A punição aos ditadores no fim da vida deve levar em conta a dosificação da pena? Ou o senhor defende uma sentença exemplar?
A pena deve ser exemplar. Trata-se dos delitos mais graves, que merecem uma pena grave. Obviamente, sou absolutamente contrário à pena de morte. Mas uma coisa é a extensão da pena, que deve ser sempre proporcional à gravidade do delito. Outra é sua forma de execução: a pena deve ser sempre executada com dignidade, com respeito ao condenado. Ainda que tenha sido um ditador, não deixa de ser pessoa. Como toda pessoa, devem-se respeitar os seus direitos humanos. A pena nunca pode ser equivalente a um ato de vingança.

A extrema-direita vem ganhando espaço no Brasil e na Europa. Qual a sua análise sobre esse fenômeno?
Explico isso em meu mais recente livro, "Os disfarces do fascismo". Infelizmente, o fascismo regressou em todo o mundo. Está presente no Brasil, mas também nos EUA e na Europa. O fascismo usa armas bem conhecidas, que são tremendamente eficazes, mas destruidoras da questão social. Os discursos de medo e de ódio são muito eficientes. Mas, na mesma medida, são falsos. Trata-se de buscar um povo vulnerável e culpá-lo de todo o mal que se sucede. Assim fizeram os nazistas com os judeus. Assim fizeram as ditaduras da América Latina com os opositores políticos. Assim fazem os EUA com os imigrantes que entram ilegalmente no país, ao menos durante a Era Trump. O fascismo regressou porque levamos muito tempo acorrentando uma crise econômica após a outra. A guerra voltou à Europa, o planeta dá sinais de esgotamento, os recursos minerais começam a escassear. O que produz uma crise de suprimentos. Vivemos em um tempo de incertezas. Não há nada mais angustiante para o ser humano do que a incerteza. As pessoas querem certezas. Se não as encontram, tornam-se presas fáceis de falsos profetas que oferecem soluções simples, porém falsas. Os problemas que enfrentamos são complexos, e as soluções também serão. Creio que os progressistas não devem minimizar o crescimento da ultradireita, pois, ao fazê-lo, podemos nos deparar com acontecimentos como o de 8 de janeiro, em Brasília. Colocaremos em risco a democracia se permanecermos indiferentes a esse fenômeno. Até a chegada de Luiz Inácio Lula da Silva, o Brasil viveu uma longa noite de restrição de direitos fundamentais, repressão e armadilhas de todo tipo para impor a ideologia de ultradireita por parte de Bolsonaro. Preocupa-me a curta diferença de votos entre as duas opções.

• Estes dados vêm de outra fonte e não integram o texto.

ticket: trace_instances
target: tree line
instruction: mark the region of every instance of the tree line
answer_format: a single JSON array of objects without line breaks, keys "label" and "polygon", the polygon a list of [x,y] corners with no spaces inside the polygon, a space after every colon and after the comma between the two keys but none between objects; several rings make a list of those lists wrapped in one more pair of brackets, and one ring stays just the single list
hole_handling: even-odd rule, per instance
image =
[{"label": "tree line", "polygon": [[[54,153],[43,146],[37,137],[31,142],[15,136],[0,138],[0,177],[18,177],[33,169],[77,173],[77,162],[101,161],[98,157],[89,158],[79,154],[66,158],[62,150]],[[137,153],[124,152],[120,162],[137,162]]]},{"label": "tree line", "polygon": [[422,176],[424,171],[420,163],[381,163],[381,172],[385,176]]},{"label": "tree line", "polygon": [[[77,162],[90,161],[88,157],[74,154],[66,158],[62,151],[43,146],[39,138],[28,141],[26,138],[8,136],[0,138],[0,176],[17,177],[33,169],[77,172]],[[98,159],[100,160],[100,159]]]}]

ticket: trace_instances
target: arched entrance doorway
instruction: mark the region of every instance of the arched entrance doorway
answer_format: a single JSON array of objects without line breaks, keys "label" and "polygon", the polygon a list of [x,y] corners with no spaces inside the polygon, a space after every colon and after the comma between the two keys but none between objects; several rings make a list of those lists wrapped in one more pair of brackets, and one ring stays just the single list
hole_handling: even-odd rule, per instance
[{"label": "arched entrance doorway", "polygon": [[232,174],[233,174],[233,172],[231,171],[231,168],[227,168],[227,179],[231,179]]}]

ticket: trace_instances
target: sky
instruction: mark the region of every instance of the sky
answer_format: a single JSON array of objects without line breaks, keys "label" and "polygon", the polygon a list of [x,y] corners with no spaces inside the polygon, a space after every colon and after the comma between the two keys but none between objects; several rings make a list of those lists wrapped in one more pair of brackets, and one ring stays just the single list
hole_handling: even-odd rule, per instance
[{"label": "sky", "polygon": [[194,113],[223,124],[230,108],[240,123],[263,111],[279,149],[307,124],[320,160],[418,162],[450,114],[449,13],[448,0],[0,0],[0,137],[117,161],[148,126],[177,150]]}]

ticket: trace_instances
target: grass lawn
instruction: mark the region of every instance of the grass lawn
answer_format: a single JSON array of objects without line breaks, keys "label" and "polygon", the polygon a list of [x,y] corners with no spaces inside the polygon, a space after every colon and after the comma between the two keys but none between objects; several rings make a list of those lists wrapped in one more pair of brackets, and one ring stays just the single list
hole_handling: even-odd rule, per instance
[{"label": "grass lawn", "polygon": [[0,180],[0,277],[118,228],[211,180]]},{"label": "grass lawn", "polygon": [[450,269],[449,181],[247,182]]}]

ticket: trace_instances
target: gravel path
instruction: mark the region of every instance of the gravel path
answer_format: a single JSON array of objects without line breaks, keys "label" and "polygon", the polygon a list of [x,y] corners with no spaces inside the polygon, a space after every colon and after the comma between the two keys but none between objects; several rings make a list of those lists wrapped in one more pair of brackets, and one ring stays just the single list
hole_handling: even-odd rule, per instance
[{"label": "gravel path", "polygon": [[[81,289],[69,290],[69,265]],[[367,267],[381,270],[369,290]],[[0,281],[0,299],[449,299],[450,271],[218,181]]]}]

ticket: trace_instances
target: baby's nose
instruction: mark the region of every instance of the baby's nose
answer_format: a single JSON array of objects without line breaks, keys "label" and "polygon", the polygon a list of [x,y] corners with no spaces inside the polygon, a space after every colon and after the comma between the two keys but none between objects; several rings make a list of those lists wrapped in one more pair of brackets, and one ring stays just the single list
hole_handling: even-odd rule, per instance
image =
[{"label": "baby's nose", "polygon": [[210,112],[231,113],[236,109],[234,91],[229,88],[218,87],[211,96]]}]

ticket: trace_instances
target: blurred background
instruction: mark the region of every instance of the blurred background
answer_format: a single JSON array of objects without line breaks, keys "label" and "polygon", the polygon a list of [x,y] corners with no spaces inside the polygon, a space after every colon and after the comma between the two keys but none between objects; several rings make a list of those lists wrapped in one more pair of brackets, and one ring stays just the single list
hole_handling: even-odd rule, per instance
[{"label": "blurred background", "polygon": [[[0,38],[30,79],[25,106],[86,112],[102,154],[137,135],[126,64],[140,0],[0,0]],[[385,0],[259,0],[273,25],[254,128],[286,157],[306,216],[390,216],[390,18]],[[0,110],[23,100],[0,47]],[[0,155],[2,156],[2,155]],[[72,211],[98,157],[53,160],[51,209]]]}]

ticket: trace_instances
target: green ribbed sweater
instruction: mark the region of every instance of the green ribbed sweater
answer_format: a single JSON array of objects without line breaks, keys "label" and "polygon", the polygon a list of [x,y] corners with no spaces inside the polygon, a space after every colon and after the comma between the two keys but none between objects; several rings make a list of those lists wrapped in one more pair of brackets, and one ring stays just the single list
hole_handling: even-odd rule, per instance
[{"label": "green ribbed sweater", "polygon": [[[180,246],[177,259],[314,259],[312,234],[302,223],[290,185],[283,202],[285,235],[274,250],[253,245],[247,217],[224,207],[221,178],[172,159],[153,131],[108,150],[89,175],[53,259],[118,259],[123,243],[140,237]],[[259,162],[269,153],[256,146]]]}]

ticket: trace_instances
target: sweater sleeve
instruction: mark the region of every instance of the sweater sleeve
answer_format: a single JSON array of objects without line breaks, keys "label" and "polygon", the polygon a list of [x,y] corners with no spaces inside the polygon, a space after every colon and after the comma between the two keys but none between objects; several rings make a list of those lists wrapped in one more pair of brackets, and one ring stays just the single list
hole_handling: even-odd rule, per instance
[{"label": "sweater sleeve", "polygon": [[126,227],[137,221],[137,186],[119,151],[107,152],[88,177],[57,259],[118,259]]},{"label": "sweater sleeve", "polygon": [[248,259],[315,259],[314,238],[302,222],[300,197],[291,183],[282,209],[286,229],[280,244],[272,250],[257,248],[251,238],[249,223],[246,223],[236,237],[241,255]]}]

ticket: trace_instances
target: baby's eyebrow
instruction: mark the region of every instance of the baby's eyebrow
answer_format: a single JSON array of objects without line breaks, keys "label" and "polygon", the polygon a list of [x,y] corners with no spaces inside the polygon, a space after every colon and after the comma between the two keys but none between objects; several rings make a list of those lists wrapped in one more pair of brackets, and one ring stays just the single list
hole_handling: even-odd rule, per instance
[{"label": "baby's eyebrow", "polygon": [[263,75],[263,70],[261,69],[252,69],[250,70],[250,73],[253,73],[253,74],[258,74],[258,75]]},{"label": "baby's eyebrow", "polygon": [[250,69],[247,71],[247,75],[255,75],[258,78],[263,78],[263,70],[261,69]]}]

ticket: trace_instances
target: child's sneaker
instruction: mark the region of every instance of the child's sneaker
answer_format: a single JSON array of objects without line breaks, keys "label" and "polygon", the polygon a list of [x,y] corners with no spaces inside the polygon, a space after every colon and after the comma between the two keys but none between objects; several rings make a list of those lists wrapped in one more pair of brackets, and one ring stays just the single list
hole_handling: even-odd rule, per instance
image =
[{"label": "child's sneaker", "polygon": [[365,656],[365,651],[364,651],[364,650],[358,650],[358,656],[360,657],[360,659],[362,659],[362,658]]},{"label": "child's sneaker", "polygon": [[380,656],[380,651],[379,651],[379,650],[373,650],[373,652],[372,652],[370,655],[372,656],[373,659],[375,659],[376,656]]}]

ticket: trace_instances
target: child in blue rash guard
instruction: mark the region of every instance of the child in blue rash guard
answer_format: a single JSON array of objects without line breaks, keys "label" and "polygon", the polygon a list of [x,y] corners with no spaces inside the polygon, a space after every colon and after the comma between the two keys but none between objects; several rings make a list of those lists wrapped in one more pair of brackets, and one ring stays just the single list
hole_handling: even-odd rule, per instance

De que modo o senhor vê os incidentes do último domingo na Praça dos Três Poderes?
Em primeiro lugar, gostaria de brindar todo o meu apoio ao governo eleito democraticamente do presidente Luiz Inácio Lula da Silva. Algumas pessoas acreditam que estão sobre a maioria e se autoatribuem o direito de impor a própria vontade. Eles se creem superiores e supremacistas. Acreditam no direito de utilizar a violência e atacar as instituições. Por isso, deve-se castigar, com dureza, as pessoas que, no último domingo, invadiram o Palácio do Planalto, o Congresso Nacional e o Supremo Tribunal Federal. Milhares de simpatizantes do ex-presidente Jair Bolsonaro irromperam, massivamente, nessas instituições públicas. Não foi algo casual, nem espontâneo. É preciso chegar até o fim nas investigações e sancionar os autores intelectuais, assim como aqueles que financiaram esses atos violentos, de terrorismo e de graves atentados. Foi um verdadeiro atentado à democracia, um golpe de Estado que deve ser severamente sancionado como tal.